Not sure about that. I think that analyzing data using Bayesian methods actually requires less math and simpler concepts. It does require more computation, with less availability of off the shelf software (which is rapidly changing thanks to things like the R brms package). The complex multidimensional integrals have been almost completely replaced with numerical solutions that the use doesn’t see except that they need to run diagnostics on the simulated posterior distributions to check convergence.

2 Likes

Do you think Bayesian methods can be taught to students who have not taken calculus? The vast majority of people who take a statistics or research methods do not take any significant amount of mathematics as far as the allied health fields go. So the textbooks remain at the level of elementary algebra and table look up, or the use of “point and click” analyses.

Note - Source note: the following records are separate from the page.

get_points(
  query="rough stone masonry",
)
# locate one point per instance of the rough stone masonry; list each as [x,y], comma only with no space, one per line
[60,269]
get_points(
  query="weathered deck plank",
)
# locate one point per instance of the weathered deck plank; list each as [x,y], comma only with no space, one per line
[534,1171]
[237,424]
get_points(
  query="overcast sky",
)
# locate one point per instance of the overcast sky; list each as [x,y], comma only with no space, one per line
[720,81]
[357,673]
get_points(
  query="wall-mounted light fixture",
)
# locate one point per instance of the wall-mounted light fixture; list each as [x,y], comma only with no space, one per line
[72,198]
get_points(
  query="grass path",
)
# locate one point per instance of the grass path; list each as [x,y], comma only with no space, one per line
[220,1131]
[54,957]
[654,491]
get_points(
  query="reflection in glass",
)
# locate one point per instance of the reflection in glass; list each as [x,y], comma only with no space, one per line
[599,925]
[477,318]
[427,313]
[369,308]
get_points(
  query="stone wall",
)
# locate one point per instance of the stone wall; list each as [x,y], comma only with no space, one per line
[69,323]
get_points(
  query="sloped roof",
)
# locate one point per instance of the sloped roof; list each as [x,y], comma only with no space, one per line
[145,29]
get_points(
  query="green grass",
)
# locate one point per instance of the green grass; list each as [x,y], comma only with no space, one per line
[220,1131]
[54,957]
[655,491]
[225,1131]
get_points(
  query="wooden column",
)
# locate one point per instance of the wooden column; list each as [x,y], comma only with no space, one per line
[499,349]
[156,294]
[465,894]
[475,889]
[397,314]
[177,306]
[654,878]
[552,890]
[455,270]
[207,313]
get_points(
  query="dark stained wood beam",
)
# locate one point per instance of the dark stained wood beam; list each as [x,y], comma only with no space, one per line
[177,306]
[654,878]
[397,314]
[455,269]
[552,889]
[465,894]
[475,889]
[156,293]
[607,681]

Doctoral level students may take a few research methods classes taught by psychologists or other practitioners.

A few books attempt to teach calculus and stats side by side (IE. Hamming’s Methods of Mathematics, or Gemignani’s Calculus and Statistics)

An interesting approach was Edward Nelson’s Radically Elementary Probability Theory – written from the perspective of nonstandard analysis. (PDF)

Absolutely. The only integration that is central to Bayes is the one that normalizes the simple product of prior and data likelihood, to get a posterior that integrates to one. MCMC made this unnecessary since one can draw samples from the posterior without computing the messy integral that is the denominator just described. The key to understanding Bayes is understanding conditional probability.

2 Likes

Thanks all for this great discussion.
This recent article estimated Fragility Index for phase 3 trials supporting drug approvals in oncology. In addition to all the concerns about the use of FI that were mentioned in this discussion, I think that computing FI with the Fisher’s exact test (as initially done in Walsh et al.) will bias the fragility index towards 0, since at the end of the trial almost all patients would have experienced outcome such as progression-free survival (PFS). Hence the difference in percentages of event will be small.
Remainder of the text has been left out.